Cloudburst (Storms 2) - Page 89

“It’s fine,” Ryder told her.

She went to the vodka and poured his drink, adding some ice cubes. “You want the orange juice?”

“Sure, thanks,” he said after she handed it to him.

“Well, now,” Kiera said, sitting in one of the chairs. We sat on the sofa. “So, you’re the famous couple who have been tearing up the floors of old Pacifica.”

Ryder took a sip of his drink. “Not the floors. Just a few walls.”

“Well, let’s not worry about it for a few days,” Kiera said. “There’s a great dance club we can go to nearby. I know the guys at the door, so you two won’t have any trouble getting in. Are you hungry?”

“A little,” Ryder said, looking at me.

“I’m talking about food,” Kiera said. She downed the rest of her drink. “Tell you what. You two need to catch your breath and stuff. Lots of stuff. I’ll go pick up a couple of pizzas for now. I want to stop at the mall near here and get a few other things first, so I’ll be gone about two hours.”

She stood up.

“That way,” she continued, “you can get a night’s sleep, too.”

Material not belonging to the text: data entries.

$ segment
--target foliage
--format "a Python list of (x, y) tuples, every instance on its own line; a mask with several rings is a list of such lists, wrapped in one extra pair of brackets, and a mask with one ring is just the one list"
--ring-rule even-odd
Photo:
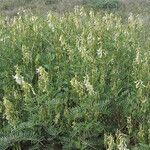
[(87, 4), (94, 8), (114, 9), (121, 5), (120, 0), (86, 0)]
[(0, 19), (1, 149), (149, 149), (150, 43), (140, 17), (79, 7), (21, 14)]

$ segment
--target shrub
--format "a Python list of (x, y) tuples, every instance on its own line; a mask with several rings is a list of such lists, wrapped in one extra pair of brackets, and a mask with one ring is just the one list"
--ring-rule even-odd
[(138, 16), (78, 7), (1, 19), (0, 149), (149, 149), (143, 32)]

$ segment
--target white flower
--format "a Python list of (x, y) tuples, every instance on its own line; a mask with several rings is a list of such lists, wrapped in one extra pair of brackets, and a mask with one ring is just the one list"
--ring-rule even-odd
[(13, 76), (13, 79), (16, 80), (17, 84), (23, 85), (24, 84), (24, 78), (21, 75), (15, 75)]

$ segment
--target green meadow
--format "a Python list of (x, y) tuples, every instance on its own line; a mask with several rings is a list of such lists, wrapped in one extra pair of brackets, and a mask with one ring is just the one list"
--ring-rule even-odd
[(0, 3), (0, 150), (150, 149), (148, 1)]

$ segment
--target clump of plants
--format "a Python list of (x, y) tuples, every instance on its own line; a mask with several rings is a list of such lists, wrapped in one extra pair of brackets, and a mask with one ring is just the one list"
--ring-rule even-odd
[(149, 40), (138, 16), (76, 7), (0, 19), (0, 149), (149, 149)]

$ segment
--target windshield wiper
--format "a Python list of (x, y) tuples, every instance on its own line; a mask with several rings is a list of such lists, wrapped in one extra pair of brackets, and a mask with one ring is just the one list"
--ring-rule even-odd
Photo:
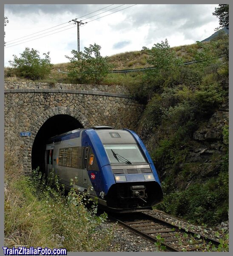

“Night’s sleep? Why would that be a problem?”

“I meant, when it comes time to sleep, you’ll just go to sleep and won’t need to think of or do anything else,” she replied. She tossed her hair back and reached for her purse. “We’ll have plenty of time later to get to know each other.”

“Right,” Ryder said. “Thanks for setting this up.”

“I know it looks like it, but I didn’t do it only for you two. I intend to have a fun night away from the dull dorm. Call me if you think of anything you need,” she told me. “Although I think you have all you want for now,” she added, nodding at Ryder.

We watched her leave.

“Wow,” he said. “She doesn’t beat around the bush.”

“You can believe her when she says she did all this for herself as much as for us. She enjoys doing forbidden things or being part of them.”

“I don’t want to ever think of you as being forbidden, Sasha.”

“I know. I feel the same way about you, but I can’t deny that I’m afraid.”

He put his glass down and turned to me. “Fear makes it all more exciting, not that I need anything to make me more excited about you,” he said, and kissed me. “The whole time driving up here, I thought only of your eyes and your lips.”

His words weren’t just wonderful to hear. They were calming me, making me feel safe. This was right, I thought. What was being done to us was wrong. We kissed again, and then we both rose and walked slowly to the bedroom. I leaned against him, resting the side of my head on his shoulder. He kissed me again, softly and then more demandingly. I felt as if I was sinking into his arms, sinking into him. He pulled back the cover sheet on the bed, and we sat, still kissing and holding each other. His lips grazed my cheek, my neck. He lifted my light sweater off me. I raised my arms to help, and in moments, both moving in a delicious frenzy, we were naked, clinging to each other.

Before, when we were moving this quickly in his bedroom, I feared that I was being as gullible and as naive as I had been with Kiera’s friends. It took me a long time to stop blaming myself as much as if not more than I blamed them for my being seduced. While most girls would be cautious and even reluctant for other reasons, I couldn’t throw off the weight of my horrible memories that easily. Of course, I would question every kiss, every touch, every pronouncement of love and affection any boy made.

But I felt very close to Ryder now, despite how short our romance was to this point. In my heart, I felt the beat of his. In my mind, I heard his thoughts and fears. I had the same sense of desperation and the same great need to become closer, more intimate, more trusting. We found sanctuary in each other. In his smile and in his eyes, I saw not only the same sort of pain but also the way past it. It was difficult for either of us to believe in anyone or anything, for that matter, but we knew instinctively, even when we had fenced with each other verbally, that once we believed in each other, we would find the joy and salvation that love could bring.

He moved between my legs. He raised himself so he could look down at me, and then we began to make love, truly to become one with each other for a glorious time when all of the troubles we knew retreated, fled from our hunger for each other. This can’t be bad, I thought. We will know each other deeply, fully, and completely after this. I’ll know his every whim and worry. He’ll read every smile and silence in me. We’ll sense each other’s trepidations. We’ll realize what really makes each of us happy. We will become knowledgeable about each other’s moods and navigate safely to each other’s hearts.

My little cries of pleasure made him more graceful and gentle. When we were comfortably exhausted, we kissed to put a seal of satisfaction on each other’s lips and then just lay there silently, holding hands and waiting for our hearts to calm, our blood to settle.

Suddenly, he laughed.

“What?”

“I was just imagining my father’s face when my mother tells him I ran off. If he’s with some actor friends, he’ll moan and groan about how he’s done everything he can for me. He’ll become Othello or some other Shakespearean character crying out his frustration. He might even slip into a soliloquy or two.”

“And your mother?”

“She’ll rush out to get a facial. This could bring on a deep wrinkle.”